仲むつまじい2人の関係に、覇権を狙う者が影を落とす。新たな世を作ろうとする洛陽の将軍、董卓(風間柚乃)だ。
無秩序で強引な改革を進め「極悪人」とも評される董卓は、呂布の野望を見抜き非情な取引を持ち掛け、運命を狂わせてゆく。
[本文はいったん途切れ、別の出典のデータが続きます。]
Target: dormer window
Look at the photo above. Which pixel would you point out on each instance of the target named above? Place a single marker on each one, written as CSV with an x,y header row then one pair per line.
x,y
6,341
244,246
風間の威厳を備えた演技は憎しみさえも感じさせ、舞台人としての実力を感じさせられる。
董卓に共鳴する李粛(礼華はる)や李儒(彩海せら)らもそれぞれの信念を持って動き、時代の混乱と権力の移り変わりを際立たせる。伝説の名馬、赤兎馬(羽音みか)の存在も中国史に彩りを添え、舞台作品を要所で引き締める。
後半のショーはファンタジーな世界にいざなう「水晶宮殿(クリスタルパレス)」(作・演出=齋藤吉正)。
宝石のような衣装を身にまとった俳優たちが、とめどなくステージを埋め尽くす。客席を使った演出で盛り上げ、宝塚らしい黒燕尾やデュエットダンスで引き締めた。